High BMI may improve some cancer treatments, but it's complicated

A new study investigates the 'obesity paradox,' which refers to the fact that excess body fat may be a cancer risk, but could also improve a patient's response to cancer treatment in certain cases. The new research comes out of Flinders University, where scientists looked into clinical trials involving an immunotherapy treatment used for non-small-cell lung cancer called atezolizumab. Patients who had higher BMIs were also found to have better responsiveness to the drug.
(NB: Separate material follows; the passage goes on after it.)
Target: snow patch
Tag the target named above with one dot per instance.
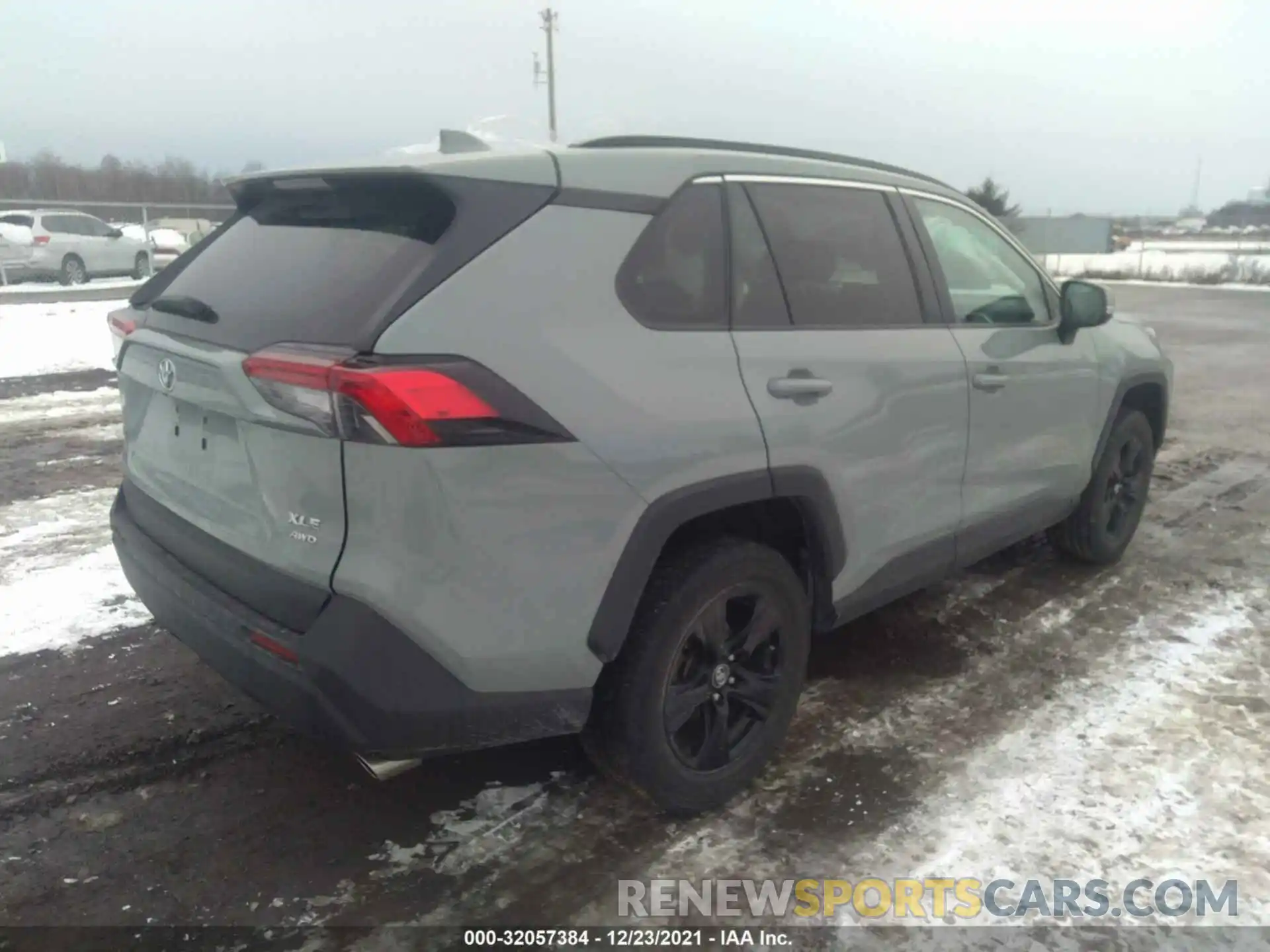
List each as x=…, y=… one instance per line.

Being overweight and obese is considered a cancer risk due to the inflammation it causes, among other things. The link between excess body fat and cancer is a strong one, spurring public health campaigns that advise the public about this risk. However, in certain cancer cases having a high BMI may improve the outcome of the treatment protocol.

The new study out of Flinders University found that across four different clinical trials, patients who had a high BMI and were receiving the treatment atezolizumab experienced a 'significant reduction' in mortality. In this case, a high BMI was one exceeding 25 kg/m2.

A total of 1,434 people participated in the research, of which 49-percent were listed as normal weight, while the remaining 34-percent were overweight and 7-percent were obese. Dr. Ganessan Kichenadasse, the study's lead investigator, explained:

We need to do further studies into the possible link between BMI and related inflammation, which might help to understand the mechanisms behind [the] paradoxical response to this form of cancer treatment ... Our study provides new evidence to support the hypothesis that high BMI and obesity may be associated with response to immunotherapy.

Of course, the link between cancer risk and obesity remains. Excess body fat is a known health risk and may be the catalyst for a number of serious, chronic health conditions, including high blood pressure, heart disease, type-2 diabetes, autoimmune conditions, high cholesterol and triglycerides, and much more. Public health organizations advocate for weight loss in order to help protect one's long-term health.